3 “Kalem”, burada yazma sanatının veya, daha spesifik olarak, yazı yoluyla kaydedilen bütün bilgilerin sembolü olarak kullanılmıştır: ve bu, 1. ve 3. ayetlerin başındaki “Oku!” sembolik çağrılarını da açıklamaktadır. İnsanın, düşüncelerini, tecrübelerini ve kavrayışlarını, yazılı kayıtlar aracılığıyla bireyden bireye, kuşaktan kuşağa ve bir kültür çevresinden diğerine aktarması yeteneği, insan bilgisinin toplamına bir birikim karakteri kazandırır; ve Allah vergisi yetenek sayesinde her birey, insanlığın kesintisiz bilgi birikiminden şu veya bu yolla yararlandığından, burada, tek tek bireylerin kendi başlarına bilmedikleri -ve aslında bilemiyecekleri- şeylerin “Allah tarafından insana öğretildiği” kaydedilmiştir. (İnsanın, kendisini biyolojik bir varlık olarak yaratan ve ona bilgi elde etme iradesi ve yeteneği veren Allah'a kesin bağımlılığının bu şekilde iki kez vurgulanması, nihaî şeklini, sonraki üç ayette almaktadır.) Ayrıca, Allah'ın insana “öğretme”si (veya “belletmesi”) aynı zamanda, O'nun yalnızca beşerî tecrübe ve akıl ile oluşturulamayan ruhî hakikatleri ve manevî/ahlakî ilkeleri/ölçüleri peygamberler aracılığıyla vahyetmesini de göstermektedir: ve böylece, ilahî vahiy olgusunun çerçevesi oluşturulmuş bulunmaktadır.

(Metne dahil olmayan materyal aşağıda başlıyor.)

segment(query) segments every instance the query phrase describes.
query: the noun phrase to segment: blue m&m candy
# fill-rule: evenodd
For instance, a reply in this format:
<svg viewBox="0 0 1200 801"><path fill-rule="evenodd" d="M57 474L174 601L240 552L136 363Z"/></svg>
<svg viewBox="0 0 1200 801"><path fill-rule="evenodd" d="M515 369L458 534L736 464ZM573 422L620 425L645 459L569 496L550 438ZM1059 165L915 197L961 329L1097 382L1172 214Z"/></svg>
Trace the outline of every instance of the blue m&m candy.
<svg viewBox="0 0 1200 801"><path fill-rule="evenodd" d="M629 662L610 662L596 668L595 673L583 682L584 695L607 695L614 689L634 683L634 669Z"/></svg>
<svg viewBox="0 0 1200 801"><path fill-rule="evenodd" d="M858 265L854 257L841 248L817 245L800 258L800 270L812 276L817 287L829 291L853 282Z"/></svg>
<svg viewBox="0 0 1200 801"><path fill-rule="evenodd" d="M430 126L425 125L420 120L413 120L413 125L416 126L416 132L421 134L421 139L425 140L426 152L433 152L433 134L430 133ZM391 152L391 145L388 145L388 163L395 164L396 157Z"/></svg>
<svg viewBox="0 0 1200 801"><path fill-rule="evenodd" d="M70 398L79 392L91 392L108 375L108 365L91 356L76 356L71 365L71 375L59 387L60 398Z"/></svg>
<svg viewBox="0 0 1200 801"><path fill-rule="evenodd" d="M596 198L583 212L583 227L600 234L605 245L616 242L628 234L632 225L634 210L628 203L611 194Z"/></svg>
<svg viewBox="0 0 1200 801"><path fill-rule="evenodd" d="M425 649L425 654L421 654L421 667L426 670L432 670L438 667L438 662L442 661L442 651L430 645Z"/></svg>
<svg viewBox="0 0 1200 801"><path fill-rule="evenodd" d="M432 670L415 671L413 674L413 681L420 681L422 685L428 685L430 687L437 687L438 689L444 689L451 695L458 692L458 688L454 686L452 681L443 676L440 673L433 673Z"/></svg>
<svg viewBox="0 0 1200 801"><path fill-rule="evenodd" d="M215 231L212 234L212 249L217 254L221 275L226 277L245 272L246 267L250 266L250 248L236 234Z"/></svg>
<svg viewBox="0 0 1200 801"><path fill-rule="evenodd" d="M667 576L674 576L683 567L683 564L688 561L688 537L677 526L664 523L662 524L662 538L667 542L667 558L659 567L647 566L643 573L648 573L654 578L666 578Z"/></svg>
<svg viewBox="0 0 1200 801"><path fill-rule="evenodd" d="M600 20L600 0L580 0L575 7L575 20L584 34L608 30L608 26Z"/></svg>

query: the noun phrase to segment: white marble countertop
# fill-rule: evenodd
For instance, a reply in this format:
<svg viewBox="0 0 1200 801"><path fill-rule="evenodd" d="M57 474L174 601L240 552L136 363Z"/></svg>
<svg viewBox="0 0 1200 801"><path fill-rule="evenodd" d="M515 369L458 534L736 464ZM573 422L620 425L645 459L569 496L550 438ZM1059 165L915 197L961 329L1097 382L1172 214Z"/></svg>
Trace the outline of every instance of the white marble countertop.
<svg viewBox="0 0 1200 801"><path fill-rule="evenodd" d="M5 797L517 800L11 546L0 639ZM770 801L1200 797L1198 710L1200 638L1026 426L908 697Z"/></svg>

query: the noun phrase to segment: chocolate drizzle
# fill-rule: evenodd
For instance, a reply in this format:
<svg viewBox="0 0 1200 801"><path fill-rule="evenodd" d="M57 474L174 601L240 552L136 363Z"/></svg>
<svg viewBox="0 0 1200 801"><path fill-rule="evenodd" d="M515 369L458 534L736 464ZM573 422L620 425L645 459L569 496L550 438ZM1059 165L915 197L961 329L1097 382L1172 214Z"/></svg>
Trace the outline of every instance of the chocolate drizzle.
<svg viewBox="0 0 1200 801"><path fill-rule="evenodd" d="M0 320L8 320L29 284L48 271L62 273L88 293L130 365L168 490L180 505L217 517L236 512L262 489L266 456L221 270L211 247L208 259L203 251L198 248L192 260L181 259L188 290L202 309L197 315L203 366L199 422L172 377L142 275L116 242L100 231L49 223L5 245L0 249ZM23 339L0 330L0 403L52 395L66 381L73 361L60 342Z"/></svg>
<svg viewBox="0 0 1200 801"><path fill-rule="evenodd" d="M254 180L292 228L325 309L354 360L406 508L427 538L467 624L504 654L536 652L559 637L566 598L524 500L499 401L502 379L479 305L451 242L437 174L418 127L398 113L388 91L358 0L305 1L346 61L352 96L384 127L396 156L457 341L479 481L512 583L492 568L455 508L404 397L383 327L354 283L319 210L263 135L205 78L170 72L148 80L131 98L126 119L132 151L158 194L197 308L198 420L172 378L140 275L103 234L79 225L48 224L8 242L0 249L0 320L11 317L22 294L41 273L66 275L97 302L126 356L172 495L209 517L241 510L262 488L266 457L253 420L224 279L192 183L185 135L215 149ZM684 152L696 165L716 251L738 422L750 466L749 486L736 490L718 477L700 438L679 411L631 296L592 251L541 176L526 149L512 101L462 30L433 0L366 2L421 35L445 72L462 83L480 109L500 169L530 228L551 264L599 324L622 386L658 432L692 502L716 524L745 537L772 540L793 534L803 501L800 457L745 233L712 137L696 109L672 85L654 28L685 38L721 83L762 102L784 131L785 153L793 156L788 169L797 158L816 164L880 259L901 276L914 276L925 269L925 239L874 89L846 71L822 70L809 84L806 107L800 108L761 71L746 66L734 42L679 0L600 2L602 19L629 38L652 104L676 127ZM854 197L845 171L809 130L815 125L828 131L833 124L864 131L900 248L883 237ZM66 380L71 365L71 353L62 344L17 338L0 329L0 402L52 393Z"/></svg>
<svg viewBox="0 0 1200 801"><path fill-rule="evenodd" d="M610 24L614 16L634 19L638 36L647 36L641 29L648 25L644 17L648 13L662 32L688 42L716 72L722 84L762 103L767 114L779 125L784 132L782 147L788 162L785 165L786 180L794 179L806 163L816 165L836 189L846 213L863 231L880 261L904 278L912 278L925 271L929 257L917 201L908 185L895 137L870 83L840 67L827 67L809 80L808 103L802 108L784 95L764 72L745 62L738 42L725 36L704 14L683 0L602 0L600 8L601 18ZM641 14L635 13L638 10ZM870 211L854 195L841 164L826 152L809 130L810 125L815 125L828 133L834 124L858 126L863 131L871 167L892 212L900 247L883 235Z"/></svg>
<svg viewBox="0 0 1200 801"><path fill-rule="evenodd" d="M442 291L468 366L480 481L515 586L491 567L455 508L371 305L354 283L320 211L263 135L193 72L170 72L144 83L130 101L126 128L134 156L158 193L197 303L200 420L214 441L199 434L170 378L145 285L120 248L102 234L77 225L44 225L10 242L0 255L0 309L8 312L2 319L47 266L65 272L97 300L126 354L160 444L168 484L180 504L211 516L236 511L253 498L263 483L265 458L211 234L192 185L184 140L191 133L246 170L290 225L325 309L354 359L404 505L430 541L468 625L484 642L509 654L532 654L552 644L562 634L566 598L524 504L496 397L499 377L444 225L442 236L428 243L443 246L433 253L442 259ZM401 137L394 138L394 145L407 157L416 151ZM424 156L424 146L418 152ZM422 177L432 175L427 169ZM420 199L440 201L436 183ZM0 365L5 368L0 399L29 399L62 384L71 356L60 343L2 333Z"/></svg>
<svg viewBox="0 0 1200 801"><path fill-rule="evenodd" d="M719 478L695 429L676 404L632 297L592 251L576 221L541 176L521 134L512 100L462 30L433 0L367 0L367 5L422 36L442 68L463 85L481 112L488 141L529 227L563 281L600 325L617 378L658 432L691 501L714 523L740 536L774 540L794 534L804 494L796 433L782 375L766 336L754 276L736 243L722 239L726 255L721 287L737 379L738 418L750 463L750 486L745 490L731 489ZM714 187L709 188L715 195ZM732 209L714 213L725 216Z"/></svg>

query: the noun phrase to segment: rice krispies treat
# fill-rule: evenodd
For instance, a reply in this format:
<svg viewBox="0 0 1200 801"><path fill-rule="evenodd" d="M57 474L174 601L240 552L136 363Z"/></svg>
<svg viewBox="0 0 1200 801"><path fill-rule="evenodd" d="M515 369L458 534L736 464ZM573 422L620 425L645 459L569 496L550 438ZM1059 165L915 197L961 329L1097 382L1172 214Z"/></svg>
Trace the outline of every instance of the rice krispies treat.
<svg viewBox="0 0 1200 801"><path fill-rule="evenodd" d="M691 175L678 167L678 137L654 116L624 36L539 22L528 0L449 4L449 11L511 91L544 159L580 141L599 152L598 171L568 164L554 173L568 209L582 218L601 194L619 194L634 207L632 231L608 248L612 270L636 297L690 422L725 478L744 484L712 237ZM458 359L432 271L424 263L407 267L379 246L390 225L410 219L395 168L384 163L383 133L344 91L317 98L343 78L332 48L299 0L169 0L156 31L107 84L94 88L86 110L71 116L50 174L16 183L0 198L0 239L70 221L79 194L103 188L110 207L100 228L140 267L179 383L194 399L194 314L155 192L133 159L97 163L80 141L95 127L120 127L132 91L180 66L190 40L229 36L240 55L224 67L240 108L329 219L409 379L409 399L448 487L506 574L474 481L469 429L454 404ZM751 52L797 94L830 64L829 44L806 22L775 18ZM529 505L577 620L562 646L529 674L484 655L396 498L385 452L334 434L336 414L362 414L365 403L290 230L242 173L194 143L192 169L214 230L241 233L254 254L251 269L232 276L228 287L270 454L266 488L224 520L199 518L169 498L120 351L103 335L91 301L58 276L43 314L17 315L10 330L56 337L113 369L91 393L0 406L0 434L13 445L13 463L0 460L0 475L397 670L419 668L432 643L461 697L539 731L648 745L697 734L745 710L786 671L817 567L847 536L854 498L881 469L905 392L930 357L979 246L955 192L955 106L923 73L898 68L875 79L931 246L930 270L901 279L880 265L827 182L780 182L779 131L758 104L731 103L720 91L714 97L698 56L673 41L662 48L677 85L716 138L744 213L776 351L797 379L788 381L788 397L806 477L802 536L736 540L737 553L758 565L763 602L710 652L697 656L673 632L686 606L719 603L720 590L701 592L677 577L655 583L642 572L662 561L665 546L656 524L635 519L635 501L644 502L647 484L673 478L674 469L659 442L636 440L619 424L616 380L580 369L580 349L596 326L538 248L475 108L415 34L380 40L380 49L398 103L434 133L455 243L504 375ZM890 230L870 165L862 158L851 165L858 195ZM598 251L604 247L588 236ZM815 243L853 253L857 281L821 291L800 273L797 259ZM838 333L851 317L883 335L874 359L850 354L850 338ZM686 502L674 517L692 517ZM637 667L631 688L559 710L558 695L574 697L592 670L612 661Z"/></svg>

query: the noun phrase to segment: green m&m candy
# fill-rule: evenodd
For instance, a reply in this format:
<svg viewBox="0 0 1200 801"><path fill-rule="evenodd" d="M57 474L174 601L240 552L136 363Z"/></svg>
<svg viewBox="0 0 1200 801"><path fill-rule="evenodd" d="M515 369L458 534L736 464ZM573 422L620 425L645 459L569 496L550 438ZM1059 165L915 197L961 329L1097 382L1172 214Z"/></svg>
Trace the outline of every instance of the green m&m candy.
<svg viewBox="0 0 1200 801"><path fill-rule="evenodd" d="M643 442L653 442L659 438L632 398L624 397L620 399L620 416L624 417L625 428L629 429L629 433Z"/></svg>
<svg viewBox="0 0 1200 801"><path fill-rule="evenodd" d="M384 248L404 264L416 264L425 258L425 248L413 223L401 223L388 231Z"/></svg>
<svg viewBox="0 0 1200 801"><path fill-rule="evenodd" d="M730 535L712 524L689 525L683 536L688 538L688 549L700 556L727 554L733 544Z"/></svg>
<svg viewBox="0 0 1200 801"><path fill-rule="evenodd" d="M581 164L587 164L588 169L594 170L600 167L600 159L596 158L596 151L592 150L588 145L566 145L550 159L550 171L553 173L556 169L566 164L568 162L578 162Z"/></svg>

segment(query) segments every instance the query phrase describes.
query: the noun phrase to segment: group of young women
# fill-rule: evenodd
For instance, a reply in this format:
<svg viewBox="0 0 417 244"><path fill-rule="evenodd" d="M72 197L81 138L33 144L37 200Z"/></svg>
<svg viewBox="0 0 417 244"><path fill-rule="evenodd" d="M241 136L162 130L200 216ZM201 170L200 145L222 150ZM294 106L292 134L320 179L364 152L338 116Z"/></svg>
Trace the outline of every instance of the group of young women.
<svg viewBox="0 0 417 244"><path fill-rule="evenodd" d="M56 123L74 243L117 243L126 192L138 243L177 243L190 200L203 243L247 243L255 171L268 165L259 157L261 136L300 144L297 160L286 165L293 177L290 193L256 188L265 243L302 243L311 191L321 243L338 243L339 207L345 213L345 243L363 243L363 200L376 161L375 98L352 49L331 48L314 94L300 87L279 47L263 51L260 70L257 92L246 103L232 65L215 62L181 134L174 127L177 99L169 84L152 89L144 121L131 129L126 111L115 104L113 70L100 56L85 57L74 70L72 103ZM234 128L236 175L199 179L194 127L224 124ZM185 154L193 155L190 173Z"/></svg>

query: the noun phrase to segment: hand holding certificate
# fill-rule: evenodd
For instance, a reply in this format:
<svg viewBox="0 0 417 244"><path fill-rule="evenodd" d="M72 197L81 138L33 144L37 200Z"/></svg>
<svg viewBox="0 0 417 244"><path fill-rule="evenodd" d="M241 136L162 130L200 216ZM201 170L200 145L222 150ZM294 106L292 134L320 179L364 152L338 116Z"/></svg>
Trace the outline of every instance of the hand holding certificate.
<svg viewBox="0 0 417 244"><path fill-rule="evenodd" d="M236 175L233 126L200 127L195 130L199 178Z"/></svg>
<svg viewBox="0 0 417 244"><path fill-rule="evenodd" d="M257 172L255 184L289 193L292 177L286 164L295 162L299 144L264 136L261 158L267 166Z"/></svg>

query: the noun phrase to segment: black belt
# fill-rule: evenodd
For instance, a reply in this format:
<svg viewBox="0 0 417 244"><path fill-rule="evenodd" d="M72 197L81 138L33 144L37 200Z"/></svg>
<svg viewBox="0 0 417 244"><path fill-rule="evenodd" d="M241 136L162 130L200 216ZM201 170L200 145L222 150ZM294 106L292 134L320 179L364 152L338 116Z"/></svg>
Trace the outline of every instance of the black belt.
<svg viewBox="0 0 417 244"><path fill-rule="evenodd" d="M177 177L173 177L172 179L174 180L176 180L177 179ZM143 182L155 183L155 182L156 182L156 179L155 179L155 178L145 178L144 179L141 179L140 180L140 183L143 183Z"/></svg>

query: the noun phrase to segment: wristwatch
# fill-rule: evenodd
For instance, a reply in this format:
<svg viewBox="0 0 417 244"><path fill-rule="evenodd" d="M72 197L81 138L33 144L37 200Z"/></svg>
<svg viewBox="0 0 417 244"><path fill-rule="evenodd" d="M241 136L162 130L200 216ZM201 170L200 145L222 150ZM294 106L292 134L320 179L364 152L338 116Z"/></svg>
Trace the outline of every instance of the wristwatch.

4 Lafzen, “dönüş (er-ruc‘â) Rabbinedir”. Bu isim, burada iki anlamda kullanılmıştır: “herkes mutlaka hesap için Allah'ın huzuruna getirilecektir” ve “var olan her şey asıl kaynağı olan Allah'a geri dönecektir”. Nihaî analizde, 6-8. ayetlerde ifade edilen düşünce, insanın kendine yeterli olduğu ve dolayısıyla “kendi kaderinin efendisi” olduğu şeklindeki küstahça iddiayı saçma görerek reddeder; ayrıca bütün ahlakî kavramların -iyi ile kötü, doğru ile eğri arasındaki ayrım ölçülerinin- insanın bir Üstün Güc'e karşı sorumluluğu kavramı ile kopmaz şekilde bağlı olduğuna işaret eder: başka bir deyişle, “ahlakîlik” kavramı, böyle bir sorumluluk hissine -ister bilinçli isterse bilinç altında olsun- dayanmadığı zaman bütün anlamını kaybeder.





Alak Suresinin bu ayetlerini erişebildiğim birçok  tefsiri birleştirerek anlaşılır şekilde düzenledim.Sizlerle paylaşmak istedim.Allah'ın selamı üzerinize olsun.